Oh, but think. ‘Follow me,” He said, and they straightaway left their boats and nets to become fishers of men. Talk about trust!  We can only wonder at how much skeptical head-shaking went on as the Apostles came to form the core of Jesus’ followers. There are many descriptions of fear and contempt among those who opposed Jesus’ message and methods.  We hear much about the comfort of trust and love, but the Gospel stories also told of large numbers of important people who were very nervous over the way people trusted Jesus.

 

Well, power often depends on distrust: anyone with a different message is a potential usurper of power. 

 

And the power of trust is the power brought by faith. Hebrews 11 is called ‘The Hall of Faith’ because it begins by defining faith: ‘the substance of things hoped for, the evidence of things unseen.’ Its subsequent verses describe the work of faith, noting at verse 6 that without faith, we cannot please God.

 

Faith is trust in God. Faith and trust are the path to holiness.

 

Will trust always lead to a good outcome in our dealings with others? Probably not. We hear many stories of cheating and betrayals of trust.

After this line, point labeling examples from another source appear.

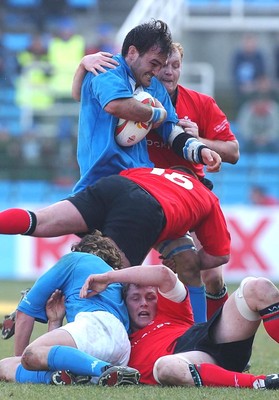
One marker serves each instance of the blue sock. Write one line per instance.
(25, 376)
(76, 361)
(198, 301)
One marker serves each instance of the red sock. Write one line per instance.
(213, 375)
(213, 304)
(270, 318)
(15, 221)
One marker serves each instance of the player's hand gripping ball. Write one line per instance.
(128, 133)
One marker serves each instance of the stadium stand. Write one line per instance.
(23, 183)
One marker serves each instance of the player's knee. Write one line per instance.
(162, 371)
(172, 370)
(213, 280)
(261, 289)
(188, 267)
(8, 368)
(28, 357)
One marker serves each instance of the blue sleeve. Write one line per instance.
(110, 86)
(34, 303)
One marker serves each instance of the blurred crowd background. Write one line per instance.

But we also hear many stories of the joys that trust has brought. So this is not an argument for seeking out opportunities to be bilked of our money or left destitute. It is an argument for taking chances, ‘by faith.’ For sure, the path of trust is one which is, indeed, often very hard indeed to follow. Look at the Apostles, even as they lived with Jesus day after day, doubting their own choices. But they kept on. 

 

And when faith failed them, and they fled from Jesus as He was led to his suffering and death, tradition tells us that they had whole lifetimes to repent of it, one killing himself, one surviving in exile, others martyred. 

 

And of those martyrs: What had they come to know, that led to their willingness to die for a Jesus they had doubted?  What unbearable regret led Judas to suicide? What extraordinary witness led them to hold steadfastly to their faith? Obviously, they had found a trust stronger than any fear. Even Paul, after Damascus, could not be turned around.’ By faith’ means ‘by trust’.

 

 Distrustfulness is like endless clutter in the house of the soul, so hard to finally set in order. A trusting heart makes room, it frees us from the suspicions that crowd out joy. And if we are free from the ongoing fear of being cheated or fooled, who knows what other good things might happen? Trust does not mean abandoning good sense, I t simply frees us from a perpetual paranoia, and gives rest to the spirit.

 

Trust is spontaneous, an openness to possibilities. It means we take a chance ‘by faith,’ to give of ourselves and our treasure, to help others. It is certainly worth a try, to look at the world, the stranger, the ‘different,’ without pre-judgment. The world needs so much of this faith and trust, in which we find room for love and hope. 

(Note: I never did give my sister-in-law the swan. That season marked the sad end of their marriage, and no Christmas spent together to exchange gifts.)